# The Million Dollar Torte



## omahasmoker (Jul 29, 2009)

this is the all time summer time favorite around here. its not too much work and it is delicious.

1 box yellow (or devils food) Jiffy cake mix
1 egg
1/2 cup milk
1 box jello instant pudding (vanilla or chocolate) 
2 cups milk
1 8oz brick cream cheese-softened
1 tub cool whip

make the jiffy cake in a 9X13 pan -it will be thin and cook in about 10 minutes, so beware.- mix up the box of jello pudding and let it set up in the fridge. soften the cream cheese in warm water and using a electric mixer, mix it in to the pudding. there will be small lumps.

spread the pudding/cream cheese mix across the cooled jiffy cake. you can put drained pineapple tidbits on top of the pudding mix if desired. top the whole thing with the cool whip and add nuts or hersheys syrup if desired. serve chilled. 

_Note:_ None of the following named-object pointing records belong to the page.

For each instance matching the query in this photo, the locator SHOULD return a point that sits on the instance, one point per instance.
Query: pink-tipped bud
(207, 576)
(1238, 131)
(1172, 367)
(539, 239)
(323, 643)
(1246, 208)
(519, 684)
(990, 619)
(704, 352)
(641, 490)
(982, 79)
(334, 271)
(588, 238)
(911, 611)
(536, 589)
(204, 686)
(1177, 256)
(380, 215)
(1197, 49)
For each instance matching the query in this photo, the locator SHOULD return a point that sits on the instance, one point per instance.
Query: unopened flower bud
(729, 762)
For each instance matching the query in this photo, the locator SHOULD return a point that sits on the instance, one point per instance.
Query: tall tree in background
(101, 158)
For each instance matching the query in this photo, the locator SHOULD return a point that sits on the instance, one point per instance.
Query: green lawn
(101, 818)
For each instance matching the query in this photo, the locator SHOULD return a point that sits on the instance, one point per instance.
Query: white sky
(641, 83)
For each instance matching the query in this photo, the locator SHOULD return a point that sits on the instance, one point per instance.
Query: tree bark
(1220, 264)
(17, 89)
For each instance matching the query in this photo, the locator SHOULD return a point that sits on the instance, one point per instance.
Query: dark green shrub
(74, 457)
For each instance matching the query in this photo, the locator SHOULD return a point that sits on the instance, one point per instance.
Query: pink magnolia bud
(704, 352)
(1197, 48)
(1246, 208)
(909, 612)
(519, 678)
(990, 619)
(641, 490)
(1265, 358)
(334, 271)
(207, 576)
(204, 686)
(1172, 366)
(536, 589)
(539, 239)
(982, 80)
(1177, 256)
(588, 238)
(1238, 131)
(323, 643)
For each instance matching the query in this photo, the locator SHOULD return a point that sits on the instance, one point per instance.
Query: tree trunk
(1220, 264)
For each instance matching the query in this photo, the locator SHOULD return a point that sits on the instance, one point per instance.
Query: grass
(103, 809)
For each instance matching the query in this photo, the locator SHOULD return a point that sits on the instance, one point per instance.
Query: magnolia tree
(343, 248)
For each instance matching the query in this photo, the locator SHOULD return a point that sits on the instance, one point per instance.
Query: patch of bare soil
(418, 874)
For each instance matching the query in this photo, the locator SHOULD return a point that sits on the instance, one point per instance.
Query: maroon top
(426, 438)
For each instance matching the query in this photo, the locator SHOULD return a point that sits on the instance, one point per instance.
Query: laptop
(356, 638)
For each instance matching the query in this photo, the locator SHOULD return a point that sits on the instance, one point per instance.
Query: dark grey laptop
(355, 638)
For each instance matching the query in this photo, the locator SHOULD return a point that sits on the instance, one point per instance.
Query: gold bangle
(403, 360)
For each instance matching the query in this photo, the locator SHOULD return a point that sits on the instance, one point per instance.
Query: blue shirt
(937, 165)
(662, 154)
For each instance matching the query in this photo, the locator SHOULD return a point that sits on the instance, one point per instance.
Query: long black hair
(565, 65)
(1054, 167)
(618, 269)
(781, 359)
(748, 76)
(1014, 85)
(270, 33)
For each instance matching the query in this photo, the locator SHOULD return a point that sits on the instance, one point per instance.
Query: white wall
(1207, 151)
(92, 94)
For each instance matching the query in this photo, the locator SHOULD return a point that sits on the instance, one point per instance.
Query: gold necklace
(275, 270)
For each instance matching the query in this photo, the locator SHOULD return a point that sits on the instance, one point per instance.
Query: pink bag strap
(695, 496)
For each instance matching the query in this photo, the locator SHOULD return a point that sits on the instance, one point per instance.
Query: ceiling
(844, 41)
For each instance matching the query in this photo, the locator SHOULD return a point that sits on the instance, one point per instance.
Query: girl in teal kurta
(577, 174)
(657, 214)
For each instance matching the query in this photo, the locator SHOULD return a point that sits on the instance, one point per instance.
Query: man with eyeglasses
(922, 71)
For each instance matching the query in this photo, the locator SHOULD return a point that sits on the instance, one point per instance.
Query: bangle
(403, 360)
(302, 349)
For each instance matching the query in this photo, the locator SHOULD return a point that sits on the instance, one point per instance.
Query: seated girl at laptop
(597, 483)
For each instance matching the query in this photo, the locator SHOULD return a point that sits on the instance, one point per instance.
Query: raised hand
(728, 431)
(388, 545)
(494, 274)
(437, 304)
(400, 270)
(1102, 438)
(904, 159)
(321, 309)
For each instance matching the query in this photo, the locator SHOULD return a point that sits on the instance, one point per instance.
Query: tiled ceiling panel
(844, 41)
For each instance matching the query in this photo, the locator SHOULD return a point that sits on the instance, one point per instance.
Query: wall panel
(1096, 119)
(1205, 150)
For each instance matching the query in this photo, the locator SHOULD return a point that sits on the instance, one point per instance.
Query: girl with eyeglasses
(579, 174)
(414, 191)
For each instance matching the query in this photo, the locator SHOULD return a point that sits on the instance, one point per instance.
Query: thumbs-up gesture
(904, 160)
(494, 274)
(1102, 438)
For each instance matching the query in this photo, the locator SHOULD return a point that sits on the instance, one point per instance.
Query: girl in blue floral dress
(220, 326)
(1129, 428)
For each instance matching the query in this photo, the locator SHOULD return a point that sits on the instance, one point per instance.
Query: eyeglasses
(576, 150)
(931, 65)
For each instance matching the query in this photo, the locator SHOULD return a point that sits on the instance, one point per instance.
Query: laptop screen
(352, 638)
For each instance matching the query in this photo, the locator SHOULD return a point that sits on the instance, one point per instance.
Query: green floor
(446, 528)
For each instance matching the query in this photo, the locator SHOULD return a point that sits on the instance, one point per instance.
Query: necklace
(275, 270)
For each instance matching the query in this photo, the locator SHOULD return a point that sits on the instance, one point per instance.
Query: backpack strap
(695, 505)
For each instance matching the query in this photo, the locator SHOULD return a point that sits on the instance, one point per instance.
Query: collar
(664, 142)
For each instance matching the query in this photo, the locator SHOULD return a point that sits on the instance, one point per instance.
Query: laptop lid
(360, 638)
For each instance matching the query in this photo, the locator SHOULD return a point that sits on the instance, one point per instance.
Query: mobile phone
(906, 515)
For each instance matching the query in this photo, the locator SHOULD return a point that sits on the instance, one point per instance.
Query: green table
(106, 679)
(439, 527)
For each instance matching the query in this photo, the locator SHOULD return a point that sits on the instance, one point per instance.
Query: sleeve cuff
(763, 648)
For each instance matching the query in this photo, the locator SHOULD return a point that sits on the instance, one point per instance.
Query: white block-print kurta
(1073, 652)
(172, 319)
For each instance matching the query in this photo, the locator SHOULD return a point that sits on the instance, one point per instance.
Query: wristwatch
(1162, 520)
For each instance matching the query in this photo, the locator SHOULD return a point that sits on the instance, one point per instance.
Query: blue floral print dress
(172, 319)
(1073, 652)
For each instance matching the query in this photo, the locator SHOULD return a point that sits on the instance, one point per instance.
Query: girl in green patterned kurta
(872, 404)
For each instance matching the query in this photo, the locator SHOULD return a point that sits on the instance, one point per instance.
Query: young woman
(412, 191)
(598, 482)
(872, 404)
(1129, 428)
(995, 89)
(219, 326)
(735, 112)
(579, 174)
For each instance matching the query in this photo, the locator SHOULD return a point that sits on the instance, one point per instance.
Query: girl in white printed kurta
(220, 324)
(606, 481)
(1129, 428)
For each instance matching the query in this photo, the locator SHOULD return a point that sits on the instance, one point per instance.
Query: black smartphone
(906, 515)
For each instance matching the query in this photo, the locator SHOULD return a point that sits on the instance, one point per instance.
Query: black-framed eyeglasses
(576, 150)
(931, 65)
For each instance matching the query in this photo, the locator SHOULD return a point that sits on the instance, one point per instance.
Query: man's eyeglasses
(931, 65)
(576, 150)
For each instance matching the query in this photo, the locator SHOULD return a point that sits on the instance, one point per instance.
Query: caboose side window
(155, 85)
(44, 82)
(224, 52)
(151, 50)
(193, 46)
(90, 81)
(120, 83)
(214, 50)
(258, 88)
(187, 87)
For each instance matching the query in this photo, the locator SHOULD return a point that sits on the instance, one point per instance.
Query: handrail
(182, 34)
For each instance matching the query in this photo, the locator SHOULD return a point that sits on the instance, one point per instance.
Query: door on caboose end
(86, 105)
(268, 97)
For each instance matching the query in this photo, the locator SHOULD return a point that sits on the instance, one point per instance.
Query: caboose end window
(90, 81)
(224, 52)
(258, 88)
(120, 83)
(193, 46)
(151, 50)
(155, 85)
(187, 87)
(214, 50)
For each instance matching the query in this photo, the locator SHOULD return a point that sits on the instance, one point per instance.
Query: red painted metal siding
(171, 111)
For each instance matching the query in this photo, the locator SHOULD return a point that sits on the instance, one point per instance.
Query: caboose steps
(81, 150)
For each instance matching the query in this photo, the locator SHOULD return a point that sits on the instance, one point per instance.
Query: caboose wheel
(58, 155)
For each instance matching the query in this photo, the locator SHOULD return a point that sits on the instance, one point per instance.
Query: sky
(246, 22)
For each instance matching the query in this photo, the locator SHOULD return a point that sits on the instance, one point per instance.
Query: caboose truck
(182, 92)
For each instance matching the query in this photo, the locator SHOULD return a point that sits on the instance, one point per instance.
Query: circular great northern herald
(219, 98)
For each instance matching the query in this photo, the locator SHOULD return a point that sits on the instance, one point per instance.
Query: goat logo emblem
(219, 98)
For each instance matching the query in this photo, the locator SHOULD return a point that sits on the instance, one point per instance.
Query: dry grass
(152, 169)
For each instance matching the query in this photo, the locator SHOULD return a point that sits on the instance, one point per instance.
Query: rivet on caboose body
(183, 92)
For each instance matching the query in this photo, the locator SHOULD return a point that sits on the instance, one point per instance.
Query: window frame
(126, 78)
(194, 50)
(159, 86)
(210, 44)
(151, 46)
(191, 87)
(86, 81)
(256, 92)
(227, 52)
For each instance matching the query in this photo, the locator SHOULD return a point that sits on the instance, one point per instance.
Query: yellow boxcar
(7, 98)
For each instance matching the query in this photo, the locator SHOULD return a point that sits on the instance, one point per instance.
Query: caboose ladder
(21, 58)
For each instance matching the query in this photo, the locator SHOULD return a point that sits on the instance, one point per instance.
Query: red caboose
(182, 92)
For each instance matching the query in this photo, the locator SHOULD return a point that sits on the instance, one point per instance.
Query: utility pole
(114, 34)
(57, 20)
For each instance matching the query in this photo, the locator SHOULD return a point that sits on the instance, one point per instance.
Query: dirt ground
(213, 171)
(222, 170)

some people like the chocolate/chocolate and some like the vanilla/vanilla with pineapple. we have also made this with butterscotch pudding and it was great.  

the pudding/cream cheese mix has a creamy rich taste and the thin jiffy cake gives it some nice body.  if you use anything besides jiffy cake, the pudding mix will soak into the cake and it will be a mess. 

you can also make this very diet friendly by using sugar free pudding, the fake cream cheese, and light cool whip.


----------



## bmudd14474 (Jul 29, 2009)

will have to try that. Thanks for posting.


----------



## beer-b-q (Jul 29, 2009)

Sounds good, I may try it also.


----------